- Pitcher
- Born: May 22, 1915 Boscobel, Wisconsin, U.S.
- Died: October 20, 2010 (aged 95) Boscobel, Wisconsin, U.S.
- Batted: RightThrew: Right

MLB debut
- April 17, 1945, for the Boston Red Sox

Last MLB appearance
- September 30, 1945, for the Boston Red Sox

MLB statistics
- Win–loss record: 4–4
- Earned run average: 3.07
- Strikeouts: 20
- Stats at Baseball Reference

Teams
- Boston Red Sox (1945);

= Otey Clark =

American baseball player (1915–2010)

William Otis "Otey" Clark (May 22, 1915 - October 20, 2010) was an American Major League Baseball pitcher who played for the Boston Red Sox in 1945. He was born in Boscobel, Wisconsin. The 29-year-old rookie stood 6-foot 1 1/2 inches and weighed 190 pounds.

Clark is one of many ballplayers who only appeared in the major leagues during World War II. He made his major league debut on April 17, 1945, (Opening Day), pitching in relief against the New York Yankees at Yankee Stadium. His finest pitching effort that season came on September 19 in the second game of a doubleheader at Fenway Park. He hurled a complete game shutout against the Philadelphia Athletics, winning by a score of 3–0.

Clark also defeated Bob Feller in the 1945 season, in Feller's first game back in baseball following World War II.

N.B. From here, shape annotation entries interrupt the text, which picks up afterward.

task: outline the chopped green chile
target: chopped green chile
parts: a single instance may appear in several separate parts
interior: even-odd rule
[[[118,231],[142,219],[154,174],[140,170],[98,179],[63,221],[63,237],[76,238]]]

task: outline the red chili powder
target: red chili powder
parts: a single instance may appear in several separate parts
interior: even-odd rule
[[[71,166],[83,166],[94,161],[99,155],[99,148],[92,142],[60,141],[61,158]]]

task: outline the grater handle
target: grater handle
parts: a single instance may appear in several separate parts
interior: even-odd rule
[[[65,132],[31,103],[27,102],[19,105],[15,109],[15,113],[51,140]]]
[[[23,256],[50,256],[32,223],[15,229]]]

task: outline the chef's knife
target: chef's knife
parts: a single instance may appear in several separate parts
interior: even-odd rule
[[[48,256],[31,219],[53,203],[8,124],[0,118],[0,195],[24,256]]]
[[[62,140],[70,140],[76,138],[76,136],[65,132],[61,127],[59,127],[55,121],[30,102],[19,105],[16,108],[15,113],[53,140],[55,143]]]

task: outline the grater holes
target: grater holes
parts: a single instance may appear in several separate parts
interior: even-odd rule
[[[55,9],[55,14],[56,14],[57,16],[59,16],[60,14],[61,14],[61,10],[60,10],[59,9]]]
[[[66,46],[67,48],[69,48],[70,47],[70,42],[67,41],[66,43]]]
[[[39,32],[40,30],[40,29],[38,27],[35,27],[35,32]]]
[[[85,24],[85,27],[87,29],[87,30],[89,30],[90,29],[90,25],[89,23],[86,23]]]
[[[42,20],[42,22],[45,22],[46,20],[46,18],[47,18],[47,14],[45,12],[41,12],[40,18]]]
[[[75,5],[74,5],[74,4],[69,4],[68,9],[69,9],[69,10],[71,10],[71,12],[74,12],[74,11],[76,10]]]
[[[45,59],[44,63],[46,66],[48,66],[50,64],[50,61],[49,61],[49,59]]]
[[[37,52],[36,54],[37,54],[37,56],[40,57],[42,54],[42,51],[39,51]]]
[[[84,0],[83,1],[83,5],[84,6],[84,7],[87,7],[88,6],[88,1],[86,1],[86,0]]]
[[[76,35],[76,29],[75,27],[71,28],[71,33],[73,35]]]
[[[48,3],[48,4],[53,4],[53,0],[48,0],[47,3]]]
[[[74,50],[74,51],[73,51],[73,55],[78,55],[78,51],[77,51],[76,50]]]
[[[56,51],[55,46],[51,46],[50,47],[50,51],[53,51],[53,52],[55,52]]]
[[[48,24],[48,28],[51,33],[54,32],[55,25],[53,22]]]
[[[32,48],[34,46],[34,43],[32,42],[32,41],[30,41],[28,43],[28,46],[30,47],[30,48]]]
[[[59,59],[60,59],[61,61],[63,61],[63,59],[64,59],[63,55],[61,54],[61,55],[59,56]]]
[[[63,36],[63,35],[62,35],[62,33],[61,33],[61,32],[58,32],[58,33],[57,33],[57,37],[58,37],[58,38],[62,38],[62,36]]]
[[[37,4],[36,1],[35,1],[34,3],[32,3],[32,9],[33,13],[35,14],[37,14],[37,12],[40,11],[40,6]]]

Season and career totals include a record of 4–4 in 12 games pitched, nine games started, four complete games, one shutout, three games finished and an ERA of 3.07 in 82 innings pitched. He struck out 20 and walked 19. Also good with the bat and glove, Clark hit .208 (5-for-24) and handled 11 chances in the field without an error.

One day before appearing in the 1945 season opener, Clark pitched to Jackie Robinson in the latter's tryout for the Boston Red Sox.

At the time of his death in Boscobel, Wisconsin, on October 20, 2010, he was considered one of the oldest living former MLB players.